Josua Hoffalt : Oui bien sûr. Mais cela va vite, il y a déjà des plus jeunes, d’autres qui sont prêt plus tôt. C’est court en fait une génération.

Ludmila Pagliero : Il y a la responsabilité qui grandit avec le départ des générations précédentes. Mais on commence déjà à donner, à transmettre. On est en mouvement constant.

L’histoire de Manon Dupont/Hoffalt/Bélingard/Zusperreguy

apo0903017.jpg

© Agathe Poupeney/Fedephoto.com

Deuxième soir de représentation, je fais la queue pour les pass jeunes avec La souris et Palpatine.

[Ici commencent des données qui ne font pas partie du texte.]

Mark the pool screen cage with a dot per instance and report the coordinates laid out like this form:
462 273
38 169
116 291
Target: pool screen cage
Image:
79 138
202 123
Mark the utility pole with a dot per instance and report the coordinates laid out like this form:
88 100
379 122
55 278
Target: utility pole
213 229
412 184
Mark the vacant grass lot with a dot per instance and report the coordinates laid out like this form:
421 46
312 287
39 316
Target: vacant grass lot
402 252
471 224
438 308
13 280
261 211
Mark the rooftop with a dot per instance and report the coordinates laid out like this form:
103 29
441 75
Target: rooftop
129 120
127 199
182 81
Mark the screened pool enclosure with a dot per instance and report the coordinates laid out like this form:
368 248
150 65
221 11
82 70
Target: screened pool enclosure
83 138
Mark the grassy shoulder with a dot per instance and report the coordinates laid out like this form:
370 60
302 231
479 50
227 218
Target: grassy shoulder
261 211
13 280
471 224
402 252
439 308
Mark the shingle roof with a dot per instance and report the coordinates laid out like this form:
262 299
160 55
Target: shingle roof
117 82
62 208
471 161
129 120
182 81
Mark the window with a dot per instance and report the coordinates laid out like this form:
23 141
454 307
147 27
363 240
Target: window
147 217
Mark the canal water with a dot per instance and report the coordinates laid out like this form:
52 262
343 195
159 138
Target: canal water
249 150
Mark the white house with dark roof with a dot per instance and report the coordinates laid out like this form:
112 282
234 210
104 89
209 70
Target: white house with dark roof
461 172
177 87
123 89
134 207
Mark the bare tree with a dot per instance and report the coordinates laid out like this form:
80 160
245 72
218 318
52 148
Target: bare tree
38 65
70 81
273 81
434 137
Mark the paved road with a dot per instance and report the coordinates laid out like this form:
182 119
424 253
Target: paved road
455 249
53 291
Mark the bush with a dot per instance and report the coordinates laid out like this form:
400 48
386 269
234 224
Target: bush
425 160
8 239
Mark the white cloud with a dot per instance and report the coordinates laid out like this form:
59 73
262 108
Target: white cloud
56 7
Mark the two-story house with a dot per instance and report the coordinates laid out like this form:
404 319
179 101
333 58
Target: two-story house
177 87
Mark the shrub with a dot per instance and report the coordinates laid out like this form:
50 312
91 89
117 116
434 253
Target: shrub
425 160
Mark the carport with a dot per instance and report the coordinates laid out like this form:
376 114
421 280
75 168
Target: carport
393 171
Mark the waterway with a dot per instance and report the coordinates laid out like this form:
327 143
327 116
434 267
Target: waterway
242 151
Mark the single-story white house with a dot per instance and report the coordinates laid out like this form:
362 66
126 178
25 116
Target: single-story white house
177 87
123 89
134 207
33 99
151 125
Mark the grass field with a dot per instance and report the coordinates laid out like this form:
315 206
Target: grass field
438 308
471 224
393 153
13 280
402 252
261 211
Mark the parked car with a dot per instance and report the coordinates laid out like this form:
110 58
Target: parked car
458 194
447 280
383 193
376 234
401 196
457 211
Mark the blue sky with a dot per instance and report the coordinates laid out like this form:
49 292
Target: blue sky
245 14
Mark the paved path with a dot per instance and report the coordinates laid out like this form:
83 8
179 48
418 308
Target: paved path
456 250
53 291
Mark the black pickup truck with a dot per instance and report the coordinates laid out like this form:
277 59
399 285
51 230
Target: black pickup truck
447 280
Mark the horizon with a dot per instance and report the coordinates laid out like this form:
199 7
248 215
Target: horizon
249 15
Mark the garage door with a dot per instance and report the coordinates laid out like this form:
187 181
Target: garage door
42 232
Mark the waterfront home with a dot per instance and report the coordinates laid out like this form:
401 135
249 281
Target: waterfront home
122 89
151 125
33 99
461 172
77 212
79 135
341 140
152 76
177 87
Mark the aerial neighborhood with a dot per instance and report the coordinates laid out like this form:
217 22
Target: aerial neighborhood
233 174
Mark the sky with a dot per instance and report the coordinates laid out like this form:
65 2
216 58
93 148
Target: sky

La chance nous sourit donc, puisque nous obtenons trois pass jeunes, les vacances scolaires ont du bon.

Direction donc le premier rang du balcon pour revoir cette distribution que j’avais eu la chance de voir en répétition. Dans l’ensemble, je trouve que le ballet a de vraies longueurs et si il y a certains passages qui me plongent dans un émoi particulier, d’autres m’ennuient beaucoup.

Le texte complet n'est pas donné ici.